Much of the positive change that Mexico has experienced over the past 20 years is the result of pressure from below, fomented by an increasingly vibrant and demanding civil society, focused on human rights, political reform, and calling the political class to account. Mexico’s future and the possibility of assuring democratic consolidation and an economic model capable of producing growth with equity does not depend on one man or one movement, however noble their intentions. The country’s perennial problems derive from the absence of institutions that are capable of providing systemic checks and balances, transparency, and horizontal accountability.
The real risk for Mexico is not that it turns into Venezuela, but rather, that it remains the same Mexico: a clientelist, corporatist system nurtured by a state that builds patronage ties rather than citizenship; a crony capitalist political economy, only with some new cronies; revived dominant-party rule with few checks and balances; an institutional framework corroded by corruption, whose weaknesses will create incentives for renewed presidentialism. Mexico may only experience truly transformative change if the country’s new leaders focus their attention on constructing the rule of law. A centerpiece of that agenda would be the establishment of an autonomous Attorney General’s office, independent of the president and his party, endowed with the capacity to investigate and prosecute corruption at the highest levels. In addition, the true test of AMLO’s commitment to confront malfeasance, even if it occurs within his own government, would be to pass the pending laws needed to make the National Anti-Corruption System (currently stalled in Congress) fully functional.
If Mexico is unable to construct the rule of law, even the best intentions will continue to produce lackluster results. If the “war on drugs” is not rethought by gradually returning the military to the barracks and, at a minimum, legalizing marijuana for medicinal and recreational use, the violence unleashed by the confrontation between cartels and the government will continue. The mistake, as AMLO struggles to simultaneously shake up and pacify Mexico, would be to delegitimize democracy, however misshapen it has become, and subcontract the destiny of the country to a redemptive force or a providential leader, however incorruptible he may seem.
Mexico needs a broad, pro-democratic coalition that focuses on combating impunity, promoting transparency, strengthening checks and balances, remodeling institutions, demilitarizing public security, ensuring the pending transition from clientelism to citizenship, redistributing wealth concentrated in the few in order to enable prosperity for the many. That would be truly transformative.
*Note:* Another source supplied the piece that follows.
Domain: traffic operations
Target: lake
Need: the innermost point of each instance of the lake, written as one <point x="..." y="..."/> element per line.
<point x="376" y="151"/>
As the poet Juan Rulfo wrote: “It had been so long since I lifted my face, that I forgot about the sky.” If Mexicans do not look upward and demand more from the Fourth Transformation, it will continue to be a roller-coaster ride and not the progressive New Deal that people deserve and many — including myself — voted for.
Denise Dresser is Professor of Political Science at the Instituto Tecnológico Autónomo de México (ITAM). She spoke for CLAS on September 3, 2019.